If the parties have ongoing trademark disputes that have advanced to a civil action in India which appears to be indicated in Case 1 – “Their dispute over the Domain Name is only one of the trademark or trademark-related matters pending between them, and both parties assert that they have legitimate rights to use that name” – then the Panel correctly dismissed the complained. If the parties have not advanced to civil action or the domain name dispute is not part of a civil complaint then the Panel in Case 2 is also correct based on the record and inferences that he drew from the statements by the parties. I quote in full:
On the material before the Panel it appears Respondent conceived the idea of expanding to the “global level” under various combinations of the name Bloomberg in 2010 and went about incorporating companies, applying to register trademarks and registering domain names, all of which incorporated the Bloomberg name, in furtherance of that idea.

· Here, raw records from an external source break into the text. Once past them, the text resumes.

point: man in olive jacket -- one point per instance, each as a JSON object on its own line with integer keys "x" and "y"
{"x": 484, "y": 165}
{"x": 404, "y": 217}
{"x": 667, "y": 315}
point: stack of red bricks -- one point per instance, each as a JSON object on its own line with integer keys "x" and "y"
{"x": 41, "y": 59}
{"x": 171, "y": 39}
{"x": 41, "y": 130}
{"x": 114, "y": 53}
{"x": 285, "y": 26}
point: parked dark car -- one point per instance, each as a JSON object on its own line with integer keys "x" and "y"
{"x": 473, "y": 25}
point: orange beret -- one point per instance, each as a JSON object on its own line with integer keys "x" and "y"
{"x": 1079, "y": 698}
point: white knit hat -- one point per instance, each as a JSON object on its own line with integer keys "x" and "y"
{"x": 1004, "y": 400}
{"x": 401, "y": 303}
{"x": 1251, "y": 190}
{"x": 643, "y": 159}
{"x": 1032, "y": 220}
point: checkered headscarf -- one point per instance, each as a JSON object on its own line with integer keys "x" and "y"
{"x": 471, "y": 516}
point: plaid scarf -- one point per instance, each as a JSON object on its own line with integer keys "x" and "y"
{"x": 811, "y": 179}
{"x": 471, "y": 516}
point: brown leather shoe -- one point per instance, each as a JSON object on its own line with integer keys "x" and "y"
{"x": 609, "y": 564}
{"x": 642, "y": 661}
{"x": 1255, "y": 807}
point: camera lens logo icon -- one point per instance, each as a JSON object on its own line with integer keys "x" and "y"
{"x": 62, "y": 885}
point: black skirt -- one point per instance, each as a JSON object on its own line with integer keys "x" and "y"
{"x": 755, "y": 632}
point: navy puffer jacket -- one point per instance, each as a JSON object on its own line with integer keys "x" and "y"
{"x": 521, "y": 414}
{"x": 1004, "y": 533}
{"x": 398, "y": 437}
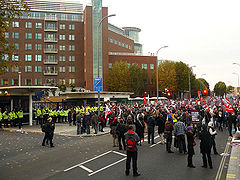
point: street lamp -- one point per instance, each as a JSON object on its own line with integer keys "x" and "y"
{"x": 111, "y": 15}
{"x": 190, "y": 81}
{"x": 238, "y": 77}
{"x": 157, "y": 67}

Respondent has not denied knowledge of Complainant’s BLOOMBERG mark when that idea was adopted. In contending that Complainant is in a dominant position and is attempting by these proceedings to destroy competition, Respondent has acknowledged that the parties are in competition with each other. It is more likely than not that Respondent was aware of that fact at all relevant times. These circumstances lead to the conclusion that Respondent had Complainant and its mark in mind not only when it registered the 14 Domain Names but when it conceived the idea of expanding globally under Bloomberg-formative names in 2010.
The Policy expressly authorizes Panels to draw inferences in the event of default, but arbitrators as judges of fact draw inferences all the time from the record not only when a party defaults or fails to present evidence under its control. In Case 1, the Panel lodged his inference in the words “without prejudice.” In Case 2, the Panel expressed his inferences directly by granting relief.